This project investigates how prosody is used in spoken language to signal how words are grouped into phrases and how each word and phrase contributes information to the discourse. In text these functions are signaled through punctuation and text enhancement (eg., boldface), but in spoken language pitch, timing, loudness, voice quality, and other properties of speech convey such information. Linguists propose that underlying the prosody of all languages is a universal structure, the Headed Constituent (HC), which groups syllables and words together, with one prominent element per constituent designated the Head element. These constituents determine how speech sounds are coordinated (at a physical level), and how speech is mapped onto syntactic and semantic structures that determine utterance meaning.
Prosodic constituents are examined in English, Spanish, and French, three languages that are known to differ not only in their prosody (eg., intonation and rhythmic patterns), but also in the associations linking prosody to syntax and semantics.
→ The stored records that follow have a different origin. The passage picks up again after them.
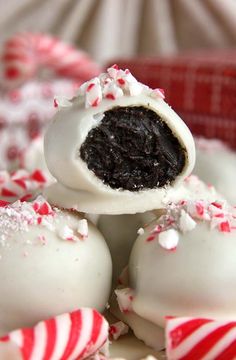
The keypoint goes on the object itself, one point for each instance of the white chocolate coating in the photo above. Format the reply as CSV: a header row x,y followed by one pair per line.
x,y
195,280
216,165
120,232
49,269
77,186
32,157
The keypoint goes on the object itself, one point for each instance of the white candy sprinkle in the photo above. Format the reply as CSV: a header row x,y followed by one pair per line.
x,y
112,85
140,231
118,329
135,88
83,228
186,223
66,233
168,239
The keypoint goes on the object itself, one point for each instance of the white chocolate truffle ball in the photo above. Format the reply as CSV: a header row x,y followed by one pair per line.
x,y
184,265
118,184
52,262
216,165
32,157
120,231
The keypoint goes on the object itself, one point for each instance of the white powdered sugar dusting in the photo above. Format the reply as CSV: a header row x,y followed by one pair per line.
x,y
112,85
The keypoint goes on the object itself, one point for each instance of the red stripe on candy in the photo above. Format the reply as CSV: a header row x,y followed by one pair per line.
x,y
7,192
207,343
38,176
28,343
182,331
229,353
21,183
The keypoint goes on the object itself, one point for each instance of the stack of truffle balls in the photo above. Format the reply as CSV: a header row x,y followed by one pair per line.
x,y
122,160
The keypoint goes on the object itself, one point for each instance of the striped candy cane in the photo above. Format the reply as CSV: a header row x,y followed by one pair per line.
x,y
71,336
25,55
199,338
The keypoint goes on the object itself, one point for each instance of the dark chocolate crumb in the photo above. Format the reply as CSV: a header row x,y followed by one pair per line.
x,y
133,149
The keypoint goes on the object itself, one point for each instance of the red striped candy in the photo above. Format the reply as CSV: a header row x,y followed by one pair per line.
x,y
25,54
189,338
71,336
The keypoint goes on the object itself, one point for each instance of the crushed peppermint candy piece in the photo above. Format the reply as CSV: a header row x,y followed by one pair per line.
x,y
118,329
184,216
124,298
22,184
168,239
140,231
113,84
83,228
186,222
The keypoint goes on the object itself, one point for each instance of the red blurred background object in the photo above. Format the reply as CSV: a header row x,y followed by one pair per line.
x,y
200,86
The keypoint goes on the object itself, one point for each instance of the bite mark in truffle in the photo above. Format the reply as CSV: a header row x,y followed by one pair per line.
x,y
133,149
Experiments conducted in Illinois, Barcelona and Lyon will show how how listeners perceive the prosodic phrasing and prominence patterns of an utterance when presented with speech samples that differ in their phonetic properties (pitch and timing), and in syntactic and semantic features. A novel method of real-time, auditory transcription with non-expert listeners and conversational speech samples is intended to best approximate conditions of normal language use. Parallel experiments on English, Spanish, and French will provide critical evidence regarding the universality of the Headed Constituent as the structure that underlies prosodic form, and will also shed light on differences among languages in the role of prosody in communicating linguistic meaning.
Project findings will contribute valuable benchmark data on how prosody functions in conversational speech, with future applications in clinical settings to identify speech disorders involving prosody, in second language teaching, and in development of speech technologies for human-computer interfaces.